- Tuesday, July 29, 2014

House Speaker John A. Boehner made exactly the right call Tuesday, rejecting impeachment talk and dismissing the Democratic fundraising scheme based on impeachment talk. Mr. Boehner understands that merely talking about the idea damages the prospects of a big November for his party.

“We have no plans to impeach the president,” he said. “We have no future plans. Listen, it’s all a scam started by Democrats at the White House.”

The Democratic Senatorial Campaign Committee’s fundraising machine has stoked the middle-of-the-night terror of liberals that crazy House Republicans are determined to impeach their hero. The committee is dispatching fundraising letters written in manufactured panic that only a Senate controlled by the Democrats can save Barack Obama, so send your generous contribution. Now! A stamped envelope is enclosed for your convenience.

Simple arithmetic shows impeachment talk to be preposterous. If the House impeaches the president, the Senate must then cast 67 votes for conviction and removal from office. Only 45 Republicans are currently seated in the Senate. Twenty-one of the 55 Democratic caucus members in the Senate are up for re-election in November, and even if all are defeated in November, which is highly unlikely, it would still be mathematically impossible for Republicans to cast 67 votes.

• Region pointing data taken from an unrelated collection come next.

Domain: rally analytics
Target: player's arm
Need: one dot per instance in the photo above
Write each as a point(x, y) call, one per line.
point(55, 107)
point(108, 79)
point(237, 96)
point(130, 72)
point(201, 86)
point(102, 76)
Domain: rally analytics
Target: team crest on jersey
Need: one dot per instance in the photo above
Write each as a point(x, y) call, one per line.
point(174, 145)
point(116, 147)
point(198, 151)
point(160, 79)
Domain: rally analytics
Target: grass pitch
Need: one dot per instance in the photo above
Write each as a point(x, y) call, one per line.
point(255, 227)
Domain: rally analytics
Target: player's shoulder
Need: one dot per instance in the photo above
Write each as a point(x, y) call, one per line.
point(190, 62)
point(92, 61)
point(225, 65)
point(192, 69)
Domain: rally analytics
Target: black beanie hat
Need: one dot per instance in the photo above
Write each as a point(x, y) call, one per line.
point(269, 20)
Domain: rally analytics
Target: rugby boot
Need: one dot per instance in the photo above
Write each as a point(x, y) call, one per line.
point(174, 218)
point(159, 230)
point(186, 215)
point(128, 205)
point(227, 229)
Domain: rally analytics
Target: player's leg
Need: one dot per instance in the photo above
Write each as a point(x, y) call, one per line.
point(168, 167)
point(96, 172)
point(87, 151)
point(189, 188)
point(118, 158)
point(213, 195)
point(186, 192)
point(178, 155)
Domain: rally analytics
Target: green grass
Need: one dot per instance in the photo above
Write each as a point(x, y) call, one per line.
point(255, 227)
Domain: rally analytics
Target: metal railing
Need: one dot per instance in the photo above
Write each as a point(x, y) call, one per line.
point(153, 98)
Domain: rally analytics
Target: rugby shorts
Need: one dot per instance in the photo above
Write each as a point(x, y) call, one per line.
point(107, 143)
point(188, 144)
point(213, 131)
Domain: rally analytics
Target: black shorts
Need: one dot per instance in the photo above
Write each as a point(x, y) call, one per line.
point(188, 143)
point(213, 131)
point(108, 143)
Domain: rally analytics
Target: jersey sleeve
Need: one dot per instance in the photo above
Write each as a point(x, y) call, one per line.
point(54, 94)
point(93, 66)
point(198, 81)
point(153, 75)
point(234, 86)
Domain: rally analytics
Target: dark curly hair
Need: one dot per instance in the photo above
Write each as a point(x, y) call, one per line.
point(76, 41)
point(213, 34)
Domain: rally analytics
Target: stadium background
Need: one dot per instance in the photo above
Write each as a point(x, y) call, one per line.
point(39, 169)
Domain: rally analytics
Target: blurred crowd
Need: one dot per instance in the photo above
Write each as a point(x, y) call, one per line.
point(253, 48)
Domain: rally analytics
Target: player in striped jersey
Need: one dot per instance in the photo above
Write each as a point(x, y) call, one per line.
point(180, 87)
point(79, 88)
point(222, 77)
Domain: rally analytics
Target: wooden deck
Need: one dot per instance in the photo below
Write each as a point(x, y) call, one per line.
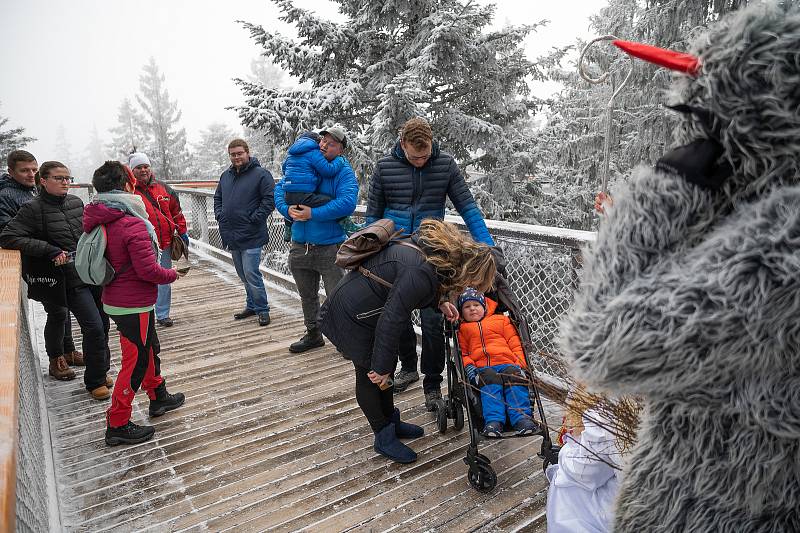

The latest outburst of impeachment talk was started by Dan Pfeiffer, a senior adviser at the White House, at a Christian Science Monitor breakfast for political correspondents last Friday. He figured, correctly, that this would invite impeachment speculation through the weekend. The Sunday newspapers and Sunday-morning television jabberwocky thrive on such gruel.

The late-night television comedians thrive on it, too. Their joke writers figure that if impeachment succeeds and Joe Biden succeeds Mr. Obama as president, they’ll have a guarantee of full employment through January 2017.

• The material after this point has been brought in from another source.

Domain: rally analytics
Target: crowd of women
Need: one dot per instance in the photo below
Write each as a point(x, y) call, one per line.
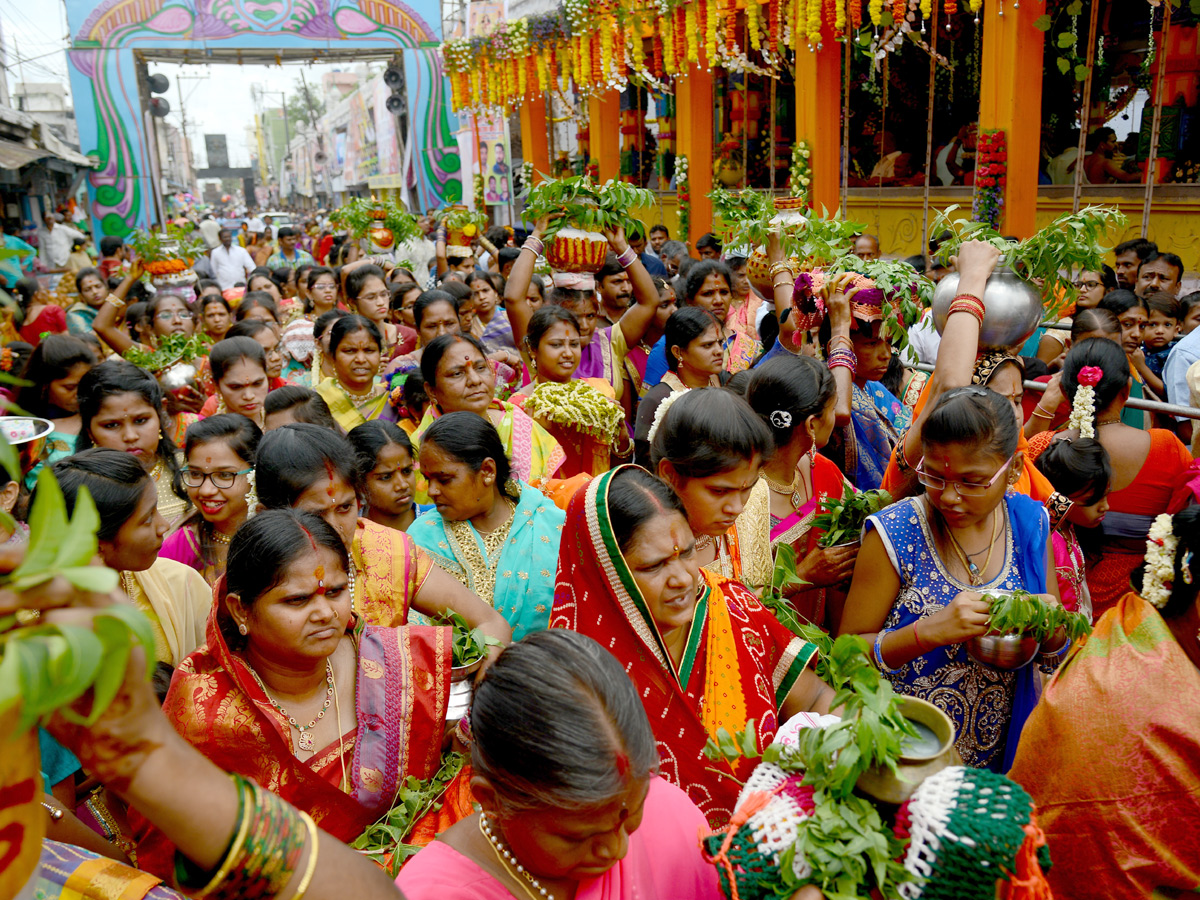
point(594, 477)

In a world where facts were king, Mr. Obama might well need a battery of Philadelphia lawyers to save him from conviction and a legacy of ignominy. Who’s to say he doesn’t deserve impeachment? Certainly not us. Many questions about Benghazi, the Internal Revenue Service targeting of conservatives and the Justice Department’s running of guns to Mexican drug cartels are still waiting for answers that could lead to “high crimes and misdemeanors.” The president’s adamant refusal to enforce immigration law, bypassing Congress to rewrite Obamacare and enact gun-control schemes, mock the oath of office he took twice.

Presidential overreach is not new. The nation in decades past has dealt with such outrages without resort to impeachment, the most serious and far-reaching of all acts of state. On April 8, 1952, President Truman issued an executive order seizing the nation’s steel mills to avert a labor strike in the midst of the Korean War. Mill owners sued, arguing the president was making law through executive order. (That sounds familiar.)

By a vote of 6 to 3, the Supreme Court held that the president had neither a clear power under the Constitution nor under the nation’s laws to take the mills. “The Founders of this Nation entrusted the lawmaking power to the Congress alone in both good and bad times,” Justice Hugo Black wrote for the court majority. “It would do no good to recall the historical events, the fears of power, and the hopes for freedom that lay behind their choice. Such a review would but confirm our holding that this seizure order cannot stand.”

This was no right-wing court. Justice Black was a dedicated New Deal Democrat, and he and his colleagues were all put on the court by Franklin D. Roosevelt and Mr. Truman. They found the case against seizure was solid, and they had no other choice. Mr. Truman’s seizure failed.

Mr. Boehner will file a lawsuit on behalf of the House of Representatives asking the courts to scale back Mr. Obama’s overreach. If the speaker were as bold as the president, he would lead the House to use the power of the purse, refuse to fund administration folly and firmly establish a needed precedent.

But he’s not a bold man, and the rescue of the Constitution is in the hands of the people to effectively rebuke the president and his party in November. With majorities in both House and Senate, the Republicans can restrain the president’s abuse of the Constitution. The foolish Republican pursuit of impeachment is a distraction that Mr. Obama needs and warmly welcomes. Distraction is his hope of avoiding being rebuked — and disarmed.